Preparation not prediction: Legal moves that build resilience

In-house teams can’t control global volatility, but they can control how they prepare for it. This article explores the practical steps discussed at our annual In-house lawyer event, S&B Activate 2025. They are designed to build stability, confidence and momentum amid uncertainty.

We may be getting used to operating a volatile world, but that doesn’t make it easier to manage. At S&B Activate 2025, attendees felt positive about their own business performance, but far more cautious about the broader landscape, with political change named as the biggest concern for the year ahead.
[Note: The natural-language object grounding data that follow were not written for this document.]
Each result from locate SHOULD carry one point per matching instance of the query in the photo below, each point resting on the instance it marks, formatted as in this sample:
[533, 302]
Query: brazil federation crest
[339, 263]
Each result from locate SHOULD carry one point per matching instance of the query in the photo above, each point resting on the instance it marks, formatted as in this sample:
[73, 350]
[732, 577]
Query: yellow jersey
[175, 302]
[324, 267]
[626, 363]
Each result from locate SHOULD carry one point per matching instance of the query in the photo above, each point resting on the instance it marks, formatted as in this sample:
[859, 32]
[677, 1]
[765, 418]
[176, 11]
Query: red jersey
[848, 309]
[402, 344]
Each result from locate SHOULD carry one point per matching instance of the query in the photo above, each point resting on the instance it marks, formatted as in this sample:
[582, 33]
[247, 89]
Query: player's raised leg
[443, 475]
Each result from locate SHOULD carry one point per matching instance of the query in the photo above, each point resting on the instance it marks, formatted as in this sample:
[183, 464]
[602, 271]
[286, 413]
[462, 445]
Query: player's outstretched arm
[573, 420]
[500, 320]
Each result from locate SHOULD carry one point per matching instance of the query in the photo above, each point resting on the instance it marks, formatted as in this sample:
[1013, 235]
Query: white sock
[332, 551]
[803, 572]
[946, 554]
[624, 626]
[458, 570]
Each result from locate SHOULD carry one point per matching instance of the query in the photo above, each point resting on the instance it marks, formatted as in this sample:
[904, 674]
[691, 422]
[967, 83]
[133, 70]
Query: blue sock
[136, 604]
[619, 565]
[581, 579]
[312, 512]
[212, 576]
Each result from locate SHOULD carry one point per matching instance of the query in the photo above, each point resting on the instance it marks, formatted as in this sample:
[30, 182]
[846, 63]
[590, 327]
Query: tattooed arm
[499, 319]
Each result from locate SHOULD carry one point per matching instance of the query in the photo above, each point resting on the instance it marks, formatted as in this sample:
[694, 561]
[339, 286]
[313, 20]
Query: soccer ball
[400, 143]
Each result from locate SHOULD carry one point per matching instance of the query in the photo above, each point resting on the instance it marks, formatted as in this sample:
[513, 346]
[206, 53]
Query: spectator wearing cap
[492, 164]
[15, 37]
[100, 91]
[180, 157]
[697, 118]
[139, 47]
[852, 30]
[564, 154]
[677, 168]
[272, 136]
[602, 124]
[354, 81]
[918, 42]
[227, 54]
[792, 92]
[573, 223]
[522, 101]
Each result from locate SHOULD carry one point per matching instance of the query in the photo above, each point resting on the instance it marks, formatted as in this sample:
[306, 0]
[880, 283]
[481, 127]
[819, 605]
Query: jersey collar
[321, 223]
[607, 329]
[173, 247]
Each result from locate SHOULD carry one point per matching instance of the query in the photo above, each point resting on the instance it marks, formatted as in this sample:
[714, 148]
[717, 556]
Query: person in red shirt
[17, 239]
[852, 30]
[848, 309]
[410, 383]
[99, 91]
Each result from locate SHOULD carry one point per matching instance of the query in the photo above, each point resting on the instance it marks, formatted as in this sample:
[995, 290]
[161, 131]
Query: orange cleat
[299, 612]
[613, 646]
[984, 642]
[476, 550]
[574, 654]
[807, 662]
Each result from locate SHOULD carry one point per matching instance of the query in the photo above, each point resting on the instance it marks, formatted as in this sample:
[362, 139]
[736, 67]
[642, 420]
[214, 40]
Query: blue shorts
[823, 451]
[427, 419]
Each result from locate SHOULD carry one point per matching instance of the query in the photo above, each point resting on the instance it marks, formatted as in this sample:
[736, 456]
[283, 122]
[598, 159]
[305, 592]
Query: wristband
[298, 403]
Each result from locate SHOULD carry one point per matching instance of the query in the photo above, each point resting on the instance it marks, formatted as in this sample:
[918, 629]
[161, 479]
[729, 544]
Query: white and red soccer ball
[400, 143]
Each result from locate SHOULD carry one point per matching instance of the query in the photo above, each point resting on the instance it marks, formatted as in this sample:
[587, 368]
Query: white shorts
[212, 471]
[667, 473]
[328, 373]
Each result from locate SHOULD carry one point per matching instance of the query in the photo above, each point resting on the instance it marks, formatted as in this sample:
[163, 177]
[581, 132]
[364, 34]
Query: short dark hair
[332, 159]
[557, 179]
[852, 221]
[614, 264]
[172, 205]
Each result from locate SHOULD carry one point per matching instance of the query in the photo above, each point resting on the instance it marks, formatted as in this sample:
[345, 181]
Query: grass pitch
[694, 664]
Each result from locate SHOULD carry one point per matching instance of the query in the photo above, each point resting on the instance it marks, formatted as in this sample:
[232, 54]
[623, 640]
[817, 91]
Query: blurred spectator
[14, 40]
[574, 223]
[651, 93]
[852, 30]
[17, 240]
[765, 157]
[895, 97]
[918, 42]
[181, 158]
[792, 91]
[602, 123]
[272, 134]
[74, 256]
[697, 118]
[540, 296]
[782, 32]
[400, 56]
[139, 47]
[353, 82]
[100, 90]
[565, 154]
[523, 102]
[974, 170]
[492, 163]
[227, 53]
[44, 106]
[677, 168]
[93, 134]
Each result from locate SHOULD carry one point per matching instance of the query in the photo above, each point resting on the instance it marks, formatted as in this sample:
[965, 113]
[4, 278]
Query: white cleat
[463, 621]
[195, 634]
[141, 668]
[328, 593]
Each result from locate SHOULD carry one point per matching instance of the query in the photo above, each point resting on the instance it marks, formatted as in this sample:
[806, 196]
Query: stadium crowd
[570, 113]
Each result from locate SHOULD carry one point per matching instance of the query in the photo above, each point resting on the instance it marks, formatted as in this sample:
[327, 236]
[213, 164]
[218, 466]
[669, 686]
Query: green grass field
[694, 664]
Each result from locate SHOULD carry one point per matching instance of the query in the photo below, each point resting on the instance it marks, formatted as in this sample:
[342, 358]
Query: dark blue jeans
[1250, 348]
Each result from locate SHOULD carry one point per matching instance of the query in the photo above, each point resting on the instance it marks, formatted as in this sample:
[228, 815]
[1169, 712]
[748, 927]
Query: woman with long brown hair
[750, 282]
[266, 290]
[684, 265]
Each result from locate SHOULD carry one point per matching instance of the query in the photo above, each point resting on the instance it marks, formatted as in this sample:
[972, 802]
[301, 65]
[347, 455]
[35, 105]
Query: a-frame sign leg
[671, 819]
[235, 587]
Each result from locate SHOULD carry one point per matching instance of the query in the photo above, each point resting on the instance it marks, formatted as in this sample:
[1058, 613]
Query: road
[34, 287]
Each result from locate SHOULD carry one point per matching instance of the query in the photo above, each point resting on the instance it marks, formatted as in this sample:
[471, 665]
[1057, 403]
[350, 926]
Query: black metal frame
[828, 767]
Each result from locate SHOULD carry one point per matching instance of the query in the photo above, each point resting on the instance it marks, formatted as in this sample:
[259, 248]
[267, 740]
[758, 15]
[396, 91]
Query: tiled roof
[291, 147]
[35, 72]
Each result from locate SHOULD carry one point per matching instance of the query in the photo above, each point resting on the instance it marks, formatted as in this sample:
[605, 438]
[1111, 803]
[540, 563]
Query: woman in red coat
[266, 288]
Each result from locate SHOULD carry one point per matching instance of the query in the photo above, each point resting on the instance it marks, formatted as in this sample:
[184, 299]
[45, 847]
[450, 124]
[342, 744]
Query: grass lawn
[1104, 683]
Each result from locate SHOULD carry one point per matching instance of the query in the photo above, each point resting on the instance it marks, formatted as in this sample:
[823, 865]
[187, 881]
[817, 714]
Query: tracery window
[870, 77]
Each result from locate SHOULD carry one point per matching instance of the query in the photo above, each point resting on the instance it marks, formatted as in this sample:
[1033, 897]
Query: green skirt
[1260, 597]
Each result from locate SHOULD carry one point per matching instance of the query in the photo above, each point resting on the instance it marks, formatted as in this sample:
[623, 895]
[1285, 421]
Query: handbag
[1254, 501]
In-house lawyers are under pressure to stay steady while everything around them shifts. But rather than predicting the next disruption, the conversation turned to something more practical. How do you build a firm legal foundation from which businesses can grow?

Contracts that flex

In today’s climate, contracts aren’t just about documenting a deal, they’re about protecting it. Tariffs are being used as political tools, conflicts are pushing up prices, and sanctions can freeze cross-border payments overnight. The most resilient businesses are drafting contracts that can absorb disruption rather than break under pressure.

Our experts highlighted shorter terms, clearer termination triggers and price-review clauses that work in practice as essential tools.

When asked how often people in their business consider that they’ve formed a binding agreement without a signed contract, nearly 80% of the in-house lawyers in the audience answered “sometimes” or “regularly.” It underscores the value of clear, robust terms that can withstand strain.

As Jeremy Kelly, Senior Associate, said, “In a volatile market, contracts need the ability to absorb shock.”

Key takeaways:

  • Build flexibility into agreements through shorter terms and review mechanisms.
    These give you room to adjust when costs shift or conditions change, without reopening the entire deal.
  • Make price clauses usable in practice. Ensure your price-review mechanism is simple to trigger, defines what evidence is needed and can be operated quickly when costs rise or market conditions shift.
  • Build in responses to real-world pressures. Think through likely pressure points upfront, such as cost volatility, supply disruption and financial stress on counterparties. Setting out how each will be handled reduces friction later.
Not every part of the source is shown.